Terrorists have always been utilising globalisation to their service and a shrinking globe has favoured their networks to creep along and operate with relative ease. Undoubtedly, globalisation has helped states too in generating and sustaining momentum against terrorism, only developed states, however, could ensure to draw large benefits out of it and the performance of developing states remained mired in issues like centralized or fragile political structures, weak social safety nets, large-scale social disparities, inefficient tax administration system, low financial and economic bases, degenerated law-enforcement system and other economic, political and administrative loopholes.
For Pakistan, the challenges posed by a globalised world are multifaceted. Notwithstanding its sovereign status, Pakistan’s decisions to conduct terrorists’ trials through military courts and implement death penalty as a punishment for heinous crimes have severely been criticised by the world community. Integration and interdependence come not without its consequences.

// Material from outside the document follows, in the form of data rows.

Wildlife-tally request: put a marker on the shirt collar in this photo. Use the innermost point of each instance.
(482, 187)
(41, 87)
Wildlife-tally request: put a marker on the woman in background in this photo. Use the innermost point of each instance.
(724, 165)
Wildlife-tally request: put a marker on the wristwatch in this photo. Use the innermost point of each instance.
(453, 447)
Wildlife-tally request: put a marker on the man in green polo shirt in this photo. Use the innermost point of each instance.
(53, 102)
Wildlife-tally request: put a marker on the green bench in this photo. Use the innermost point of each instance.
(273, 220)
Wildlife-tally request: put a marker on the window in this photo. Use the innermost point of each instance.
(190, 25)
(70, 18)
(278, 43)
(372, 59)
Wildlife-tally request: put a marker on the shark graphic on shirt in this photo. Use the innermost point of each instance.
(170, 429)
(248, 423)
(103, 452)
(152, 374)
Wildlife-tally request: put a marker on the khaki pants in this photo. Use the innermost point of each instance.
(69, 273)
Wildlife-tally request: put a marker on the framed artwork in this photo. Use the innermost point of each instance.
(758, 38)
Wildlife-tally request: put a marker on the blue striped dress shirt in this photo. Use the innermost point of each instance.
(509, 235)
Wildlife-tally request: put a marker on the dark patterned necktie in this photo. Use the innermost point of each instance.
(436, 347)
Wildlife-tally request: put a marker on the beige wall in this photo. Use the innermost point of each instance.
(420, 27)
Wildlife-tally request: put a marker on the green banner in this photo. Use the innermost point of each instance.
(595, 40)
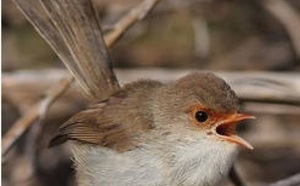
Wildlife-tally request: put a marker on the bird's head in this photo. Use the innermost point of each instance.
(201, 104)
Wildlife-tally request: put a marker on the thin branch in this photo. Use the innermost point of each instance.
(136, 14)
(288, 17)
(22, 124)
(35, 112)
(290, 181)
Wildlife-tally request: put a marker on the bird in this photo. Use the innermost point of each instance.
(148, 133)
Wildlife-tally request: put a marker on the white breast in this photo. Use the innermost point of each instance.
(204, 164)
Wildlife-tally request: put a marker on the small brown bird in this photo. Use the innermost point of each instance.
(154, 134)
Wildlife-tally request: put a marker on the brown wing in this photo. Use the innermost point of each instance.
(114, 123)
(92, 127)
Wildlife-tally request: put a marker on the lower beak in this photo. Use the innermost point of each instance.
(226, 129)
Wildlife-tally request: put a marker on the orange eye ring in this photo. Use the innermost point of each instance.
(201, 116)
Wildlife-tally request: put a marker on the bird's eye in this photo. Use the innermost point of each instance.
(201, 116)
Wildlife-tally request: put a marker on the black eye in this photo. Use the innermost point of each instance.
(201, 116)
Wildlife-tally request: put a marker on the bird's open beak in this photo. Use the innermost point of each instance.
(226, 129)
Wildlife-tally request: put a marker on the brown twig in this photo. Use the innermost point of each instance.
(22, 124)
(128, 20)
(288, 17)
(19, 127)
(290, 181)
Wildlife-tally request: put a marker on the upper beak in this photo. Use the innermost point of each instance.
(226, 129)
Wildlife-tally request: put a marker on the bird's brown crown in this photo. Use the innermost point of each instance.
(211, 91)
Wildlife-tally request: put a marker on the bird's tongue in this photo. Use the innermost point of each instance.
(227, 129)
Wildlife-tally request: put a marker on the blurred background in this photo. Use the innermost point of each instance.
(218, 35)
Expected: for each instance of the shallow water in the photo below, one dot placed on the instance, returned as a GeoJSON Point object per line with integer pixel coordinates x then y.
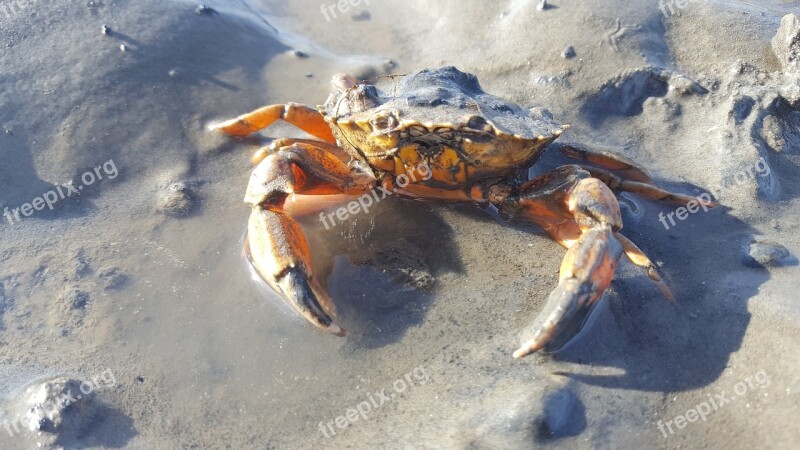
{"type": "Point", "coordinates": [206, 356]}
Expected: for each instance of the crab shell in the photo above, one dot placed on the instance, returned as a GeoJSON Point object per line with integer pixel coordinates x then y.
{"type": "Point", "coordinates": [441, 118]}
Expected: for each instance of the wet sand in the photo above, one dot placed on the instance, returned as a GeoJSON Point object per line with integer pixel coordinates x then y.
{"type": "Point", "coordinates": [148, 281]}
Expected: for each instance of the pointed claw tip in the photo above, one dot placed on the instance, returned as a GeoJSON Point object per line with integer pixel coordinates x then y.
{"type": "Point", "coordinates": [337, 330]}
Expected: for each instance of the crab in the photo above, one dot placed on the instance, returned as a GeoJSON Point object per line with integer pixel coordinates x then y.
{"type": "Point", "coordinates": [473, 147]}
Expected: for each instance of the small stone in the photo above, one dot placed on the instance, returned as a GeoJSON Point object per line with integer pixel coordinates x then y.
{"type": "Point", "coordinates": [542, 5]}
{"type": "Point", "coordinates": [177, 200]}
{"type": "Point", "coordinates": [772, 134]}
{"type": "Point", "coordinates": [786, 43]}
{"type": "Point", "coordinates": [362, 16]}
{"type": "Point", "coordinates": [113, 278]}
{"type": "Point", "coordinates": [59, 406]}
{"type": "Point", "coordinates": [74, 299]}
{"type": "Point", "coordinates": [205, 10]}
{"type": "Point", "coordinates": [767, 254]}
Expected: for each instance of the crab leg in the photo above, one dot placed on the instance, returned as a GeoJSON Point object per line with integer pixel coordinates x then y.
{"type": "Point", "coordinates": [276, 245]}
{"type": "Point", "coordinates": [637, 257]}
{"type": "Point", "coordinates": [634, 179]}
{"type": "Point", "coordinates": [279, 143]}
{"type": "Point", "coordinates": [581, 213]}
{"type": "Point", "coordinates": [303, 117]}
{"type": "Point", "coordinates": [608, 160]}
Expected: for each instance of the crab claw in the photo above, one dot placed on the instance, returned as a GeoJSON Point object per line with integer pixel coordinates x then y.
{"type": "Point", "coordinates": [278, 252]}
{"type": "Point", "coordinates": [586, 272]}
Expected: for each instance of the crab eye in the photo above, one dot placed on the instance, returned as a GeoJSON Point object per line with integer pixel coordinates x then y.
{"type": "Point", "coordinates": [479, 123]}
{"type": "Point", "coordinates": [383, 122]}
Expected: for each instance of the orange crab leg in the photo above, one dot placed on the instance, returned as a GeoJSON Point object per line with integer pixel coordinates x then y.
{"type": "Point", "coordinates": [608, 160]}
{"type": "Point", "coordinates": [279, 143]}
{"type": "Point", "coordinates": [637, 257]}
{"type": "Point", "coordinates": [581, 213]}
{"type": "Point", "coordinates": [646, 190]}
{"type": "Point", "coordinates": [276, 245]}
{"type": "Point", "coordinates": [303, 117]}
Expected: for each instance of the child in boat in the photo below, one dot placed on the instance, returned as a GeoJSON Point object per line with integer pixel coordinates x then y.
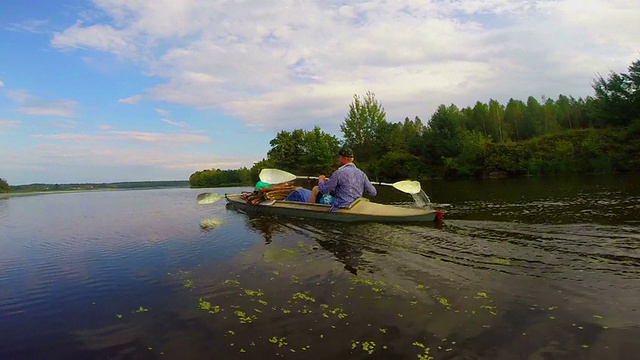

While scholars, scientists, strategists and policymakers will continue to debate and contest on the issues of globalisation, no state including Pakistan can afford to neglect its various dimensions, manifestations and impacts, especially in the wake of realisation of the terrorists’ increasing reliance on it. Though the economic dimension of globalisation is more obvious, the states especially Pakistan must not neglect its other additional and important symptoms. Pursuing economic objectives may be a primary foreign and domestic policy objective for a Pakistan but not necessarily for non-state terrorist actors. They aligned and arranged their capabilities on cultural and ideological foundations, the fronts that are relatively less understood and perceived by many states. As a consequence, we see radicalised extremists and terrorists successfully accomplishing their strategies and objectives like that of unfortunate Paris Carnage that was less the result of loopholes provided by the economic interdependence and integration than the cultural aspects of globalisation. Moreover, the concerns related to globalisation exacerbate in the wake of changing demographic, social and economic dynamics; just before a decade we generally saw the emergence of terrorists and extreme fundamentalists from the marginalised and less-privileged centres that were also the least globalised human settlements, however the trend has now been altered with the militants’ hordes rising from the relatively developed, and interconnected urban centres of the country. In the wake of these changing nature and character of the security challenges, therefore, Pakistan needs to continuously evolve and upgrade its concept of security so as to successfully contain and eliminate the full spectrum of the threats posed by non-state actors.